It's been a chummy month of October between the Biden-Harris team and the allegedly "hard-hitting" CBS News program 60 Minutes. On October 1, the puffballs were given to Attorney General Merrick Garland. Two weeks later, it was softballs for President Biden.
On the last Sunday of the month, the White House offered up Vice President Kamala Harris for a celebration of her "savvy." The correspondent was not Scott Pelley. No surprises: it was Bill Whitaker, the lone black correspondent on the show.
This was the most nauseating passage.
BILL WHITAKER: If politics is a game, Kamala Harris has proven herself to be a savvy player, forging a career that has gone from one first to another. The child of an Indian mother and a Jamaican father, she was the first woman district attorney for San Francisco; the first woman to serve as California's attorney general; the first woman of color elected senator from California…And the first woman and woman of color to be elected vice president of the United States. [To Harris]: Being in that unique position, being that "first"-- Does that bring added pressure?
KAMALA HARRIS: No doubt. No doubt. You know, my mother, she would say, "Kamala, you may be the first to do many things. Make sure you're not the last." And among the responsibilities that I carry and maybe impose on myself, that is one of them.
Apparently, Harris is "savvy" because she was picked over other black women for the position of Biden's running mate. Nothing she's done as vice president has been impressive. Just before the gush, Whitaker talked polls: .

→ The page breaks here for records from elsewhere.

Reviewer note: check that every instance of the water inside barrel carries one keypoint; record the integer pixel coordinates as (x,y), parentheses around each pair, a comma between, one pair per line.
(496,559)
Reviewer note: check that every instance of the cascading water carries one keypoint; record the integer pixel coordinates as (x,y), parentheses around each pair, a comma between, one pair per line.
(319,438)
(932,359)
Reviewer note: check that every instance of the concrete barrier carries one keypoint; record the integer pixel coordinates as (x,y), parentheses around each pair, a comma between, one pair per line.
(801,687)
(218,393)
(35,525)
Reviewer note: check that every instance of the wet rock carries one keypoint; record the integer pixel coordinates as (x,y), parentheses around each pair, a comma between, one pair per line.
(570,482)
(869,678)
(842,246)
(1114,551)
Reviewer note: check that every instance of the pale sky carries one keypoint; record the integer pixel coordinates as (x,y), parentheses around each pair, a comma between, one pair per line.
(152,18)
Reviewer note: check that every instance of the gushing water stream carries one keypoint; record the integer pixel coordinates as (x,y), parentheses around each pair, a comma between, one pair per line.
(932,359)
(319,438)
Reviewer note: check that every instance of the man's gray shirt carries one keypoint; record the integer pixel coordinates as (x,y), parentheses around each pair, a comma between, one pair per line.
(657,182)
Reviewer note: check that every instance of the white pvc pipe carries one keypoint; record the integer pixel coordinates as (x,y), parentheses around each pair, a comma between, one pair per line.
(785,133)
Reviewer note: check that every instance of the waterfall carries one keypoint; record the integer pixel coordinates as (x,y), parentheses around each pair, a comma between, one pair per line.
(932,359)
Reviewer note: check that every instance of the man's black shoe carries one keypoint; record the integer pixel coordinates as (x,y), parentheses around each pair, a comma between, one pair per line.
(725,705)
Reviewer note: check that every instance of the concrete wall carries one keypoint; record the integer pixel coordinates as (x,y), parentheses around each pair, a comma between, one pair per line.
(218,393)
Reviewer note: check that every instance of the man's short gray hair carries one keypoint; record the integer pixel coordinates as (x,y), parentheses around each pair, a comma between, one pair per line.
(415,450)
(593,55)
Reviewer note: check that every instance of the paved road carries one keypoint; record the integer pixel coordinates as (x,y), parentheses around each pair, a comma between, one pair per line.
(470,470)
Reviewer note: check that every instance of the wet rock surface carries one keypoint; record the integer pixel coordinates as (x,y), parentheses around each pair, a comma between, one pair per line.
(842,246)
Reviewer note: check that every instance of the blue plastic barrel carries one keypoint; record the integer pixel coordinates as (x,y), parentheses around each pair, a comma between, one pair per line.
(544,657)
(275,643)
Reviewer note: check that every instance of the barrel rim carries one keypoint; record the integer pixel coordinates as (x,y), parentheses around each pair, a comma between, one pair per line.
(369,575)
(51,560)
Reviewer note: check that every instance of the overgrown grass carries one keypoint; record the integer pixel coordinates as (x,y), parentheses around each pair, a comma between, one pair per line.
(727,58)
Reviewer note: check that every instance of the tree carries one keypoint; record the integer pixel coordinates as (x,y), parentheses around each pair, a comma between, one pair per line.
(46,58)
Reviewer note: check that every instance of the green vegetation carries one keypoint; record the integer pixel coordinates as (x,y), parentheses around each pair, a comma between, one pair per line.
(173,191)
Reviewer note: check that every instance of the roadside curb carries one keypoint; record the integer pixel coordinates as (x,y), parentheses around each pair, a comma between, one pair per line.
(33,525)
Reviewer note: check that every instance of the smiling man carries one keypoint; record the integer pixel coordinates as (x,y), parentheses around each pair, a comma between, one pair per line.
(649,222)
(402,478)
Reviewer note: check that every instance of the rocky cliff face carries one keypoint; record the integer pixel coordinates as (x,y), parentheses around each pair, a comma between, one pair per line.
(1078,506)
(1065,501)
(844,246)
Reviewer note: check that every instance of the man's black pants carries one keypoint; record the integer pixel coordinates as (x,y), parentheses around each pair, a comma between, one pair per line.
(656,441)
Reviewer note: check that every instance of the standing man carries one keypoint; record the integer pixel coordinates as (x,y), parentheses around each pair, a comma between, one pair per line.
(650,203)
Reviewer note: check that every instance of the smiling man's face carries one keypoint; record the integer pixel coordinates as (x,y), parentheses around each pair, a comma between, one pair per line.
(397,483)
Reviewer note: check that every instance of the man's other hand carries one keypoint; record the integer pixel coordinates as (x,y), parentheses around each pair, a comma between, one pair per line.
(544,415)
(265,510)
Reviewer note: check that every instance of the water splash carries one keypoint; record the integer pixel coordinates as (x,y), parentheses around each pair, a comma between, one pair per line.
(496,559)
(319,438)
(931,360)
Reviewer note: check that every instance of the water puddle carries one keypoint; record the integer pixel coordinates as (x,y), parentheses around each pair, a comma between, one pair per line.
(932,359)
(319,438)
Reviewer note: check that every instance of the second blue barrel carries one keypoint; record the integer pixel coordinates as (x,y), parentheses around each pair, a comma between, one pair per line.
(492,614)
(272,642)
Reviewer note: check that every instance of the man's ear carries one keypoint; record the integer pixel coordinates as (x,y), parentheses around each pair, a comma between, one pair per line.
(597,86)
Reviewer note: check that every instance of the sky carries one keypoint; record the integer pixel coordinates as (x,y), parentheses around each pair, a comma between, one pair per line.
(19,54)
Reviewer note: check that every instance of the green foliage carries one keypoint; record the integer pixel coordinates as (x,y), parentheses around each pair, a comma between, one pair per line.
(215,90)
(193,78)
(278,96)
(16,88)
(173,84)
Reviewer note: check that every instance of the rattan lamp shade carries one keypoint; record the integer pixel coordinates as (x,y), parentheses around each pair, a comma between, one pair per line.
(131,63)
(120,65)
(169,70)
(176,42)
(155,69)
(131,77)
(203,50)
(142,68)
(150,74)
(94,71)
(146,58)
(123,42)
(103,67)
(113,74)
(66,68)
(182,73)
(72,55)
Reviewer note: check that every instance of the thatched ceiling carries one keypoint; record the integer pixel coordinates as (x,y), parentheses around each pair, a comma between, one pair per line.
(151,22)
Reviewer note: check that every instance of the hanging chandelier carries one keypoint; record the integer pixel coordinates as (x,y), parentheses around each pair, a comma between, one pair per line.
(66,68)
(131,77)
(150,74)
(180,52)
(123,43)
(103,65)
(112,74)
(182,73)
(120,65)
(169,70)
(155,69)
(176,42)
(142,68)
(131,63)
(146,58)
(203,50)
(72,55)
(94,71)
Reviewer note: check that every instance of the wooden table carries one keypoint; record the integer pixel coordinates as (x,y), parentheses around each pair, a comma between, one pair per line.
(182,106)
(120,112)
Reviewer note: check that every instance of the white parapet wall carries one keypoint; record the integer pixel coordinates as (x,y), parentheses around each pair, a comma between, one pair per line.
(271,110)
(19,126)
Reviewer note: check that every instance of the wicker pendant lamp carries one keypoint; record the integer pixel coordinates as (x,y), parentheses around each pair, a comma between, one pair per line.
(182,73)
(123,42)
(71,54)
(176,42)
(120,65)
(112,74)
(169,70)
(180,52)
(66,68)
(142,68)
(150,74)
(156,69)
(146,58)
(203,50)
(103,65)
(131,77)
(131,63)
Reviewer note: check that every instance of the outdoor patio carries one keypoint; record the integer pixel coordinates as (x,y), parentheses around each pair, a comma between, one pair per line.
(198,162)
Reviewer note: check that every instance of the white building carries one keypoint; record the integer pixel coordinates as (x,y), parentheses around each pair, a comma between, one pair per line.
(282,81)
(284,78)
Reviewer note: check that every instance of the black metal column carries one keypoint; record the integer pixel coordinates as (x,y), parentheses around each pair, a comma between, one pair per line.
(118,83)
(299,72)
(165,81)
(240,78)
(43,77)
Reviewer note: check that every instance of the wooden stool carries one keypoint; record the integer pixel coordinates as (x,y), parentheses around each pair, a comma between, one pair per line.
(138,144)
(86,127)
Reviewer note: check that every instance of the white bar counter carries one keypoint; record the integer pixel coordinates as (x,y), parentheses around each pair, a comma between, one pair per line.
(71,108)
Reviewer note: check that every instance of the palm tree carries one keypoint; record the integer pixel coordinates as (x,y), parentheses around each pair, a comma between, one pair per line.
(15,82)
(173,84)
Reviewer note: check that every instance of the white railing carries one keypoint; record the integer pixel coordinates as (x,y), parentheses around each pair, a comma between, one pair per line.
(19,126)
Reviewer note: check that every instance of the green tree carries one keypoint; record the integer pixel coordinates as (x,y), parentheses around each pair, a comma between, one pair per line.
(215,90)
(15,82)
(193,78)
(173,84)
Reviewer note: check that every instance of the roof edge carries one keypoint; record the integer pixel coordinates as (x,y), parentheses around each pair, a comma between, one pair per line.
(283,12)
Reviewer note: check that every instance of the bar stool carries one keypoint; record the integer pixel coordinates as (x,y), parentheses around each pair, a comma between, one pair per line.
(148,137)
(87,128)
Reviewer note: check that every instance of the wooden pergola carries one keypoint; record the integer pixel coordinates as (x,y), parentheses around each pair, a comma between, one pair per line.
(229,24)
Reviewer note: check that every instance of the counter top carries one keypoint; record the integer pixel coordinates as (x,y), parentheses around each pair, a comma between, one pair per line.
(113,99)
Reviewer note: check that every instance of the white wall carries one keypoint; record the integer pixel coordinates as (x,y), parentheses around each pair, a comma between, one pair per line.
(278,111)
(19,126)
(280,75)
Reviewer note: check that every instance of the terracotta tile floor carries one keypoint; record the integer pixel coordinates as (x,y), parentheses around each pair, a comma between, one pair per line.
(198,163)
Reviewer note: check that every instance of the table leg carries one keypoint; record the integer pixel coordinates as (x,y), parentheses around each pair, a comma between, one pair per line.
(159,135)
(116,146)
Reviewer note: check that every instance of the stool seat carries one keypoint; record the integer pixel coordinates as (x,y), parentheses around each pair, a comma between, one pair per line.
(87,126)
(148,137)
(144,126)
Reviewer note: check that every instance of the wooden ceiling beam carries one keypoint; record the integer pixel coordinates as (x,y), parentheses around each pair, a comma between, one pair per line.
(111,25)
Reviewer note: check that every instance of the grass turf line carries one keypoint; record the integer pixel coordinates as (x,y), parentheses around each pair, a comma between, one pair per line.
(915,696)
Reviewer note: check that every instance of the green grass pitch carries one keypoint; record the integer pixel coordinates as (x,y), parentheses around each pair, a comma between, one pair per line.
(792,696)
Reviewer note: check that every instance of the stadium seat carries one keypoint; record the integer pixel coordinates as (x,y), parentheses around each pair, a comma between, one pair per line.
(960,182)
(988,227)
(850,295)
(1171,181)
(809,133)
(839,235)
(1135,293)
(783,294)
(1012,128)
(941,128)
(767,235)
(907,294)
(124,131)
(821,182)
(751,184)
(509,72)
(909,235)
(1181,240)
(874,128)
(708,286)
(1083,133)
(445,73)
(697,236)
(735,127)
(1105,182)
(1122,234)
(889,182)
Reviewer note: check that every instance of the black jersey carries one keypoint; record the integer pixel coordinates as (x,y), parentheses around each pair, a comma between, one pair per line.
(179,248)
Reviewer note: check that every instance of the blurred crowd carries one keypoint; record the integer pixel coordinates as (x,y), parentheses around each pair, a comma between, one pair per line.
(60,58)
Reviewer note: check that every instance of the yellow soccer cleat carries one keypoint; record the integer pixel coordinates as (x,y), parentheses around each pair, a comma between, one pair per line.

WHITAKER: A recent CBS poll found that at the beginning of President Biden's term, 70% of young people, people under 30, said he was doin' a good job. Now it's less than 50%. Why is that? What's going on?
HARRIS: If you poll how young people feel about the climate, and the warming of our planet it polls as one of their top concerns. When we talk about what we are doing with student loan debt, polls very high. The challenge that we have as an administration is we gotta let people know who brung it to 'em. [Cringy laugh] That's our challenge. But it is not that the work we are doing is not very, very popular with a lot of people.
Then Whitaker uncorked an unintentional laugh line: "She blames the disconnect, in part, on lack of media coverage." As if repeated 60 Minutes puffery doesn't count? Whitaker admitted her approval rating (and Biden's) are at 41 percent in the latest CBS poll. He used the words "not very popular right now."
When the border actually came up, Whitaker's softball was met with Kamala blaming Republicans:
Whitaker: Most Americans say that they don't think you're doing a good job on the border, you and the administration. The number of people trying to cross the U.S. southern border is-- at an all-time high.
Kamala Harris: It's no secret that we have a broken immigration system. Short term, we need a safe, orderly, and humane border policy. And long term, we need to invest in the root causes of migration. But the bottom line? Congress needs to act. Come on. Participate in the solution instead of political gamesmanship.
Harris tried a similar spin when Whitaker told her that Democrat donors whisper to each other that if anything happened to Biden, they wouldn't "naturally fall in line" with her. "Our democracy is on the line, Bill. And I frankly, in my head, do not have time for parlor games, when we have a president who is running for reelection."
Finally, the CBS reporter reflected the liberal anger that they're not way ahead in the polls:
WHITAKER: Considering what you are laying out as your achievements, you have the current frontrunner-- for the GOP, Donald Trump, facing, what, 91 criminal charges.
HARRIS: I've lost count.
WHITAKER: Yet, the Biden-Harris ticket is running neck and neck with Donald Trump. Why are you not 30 points ahead?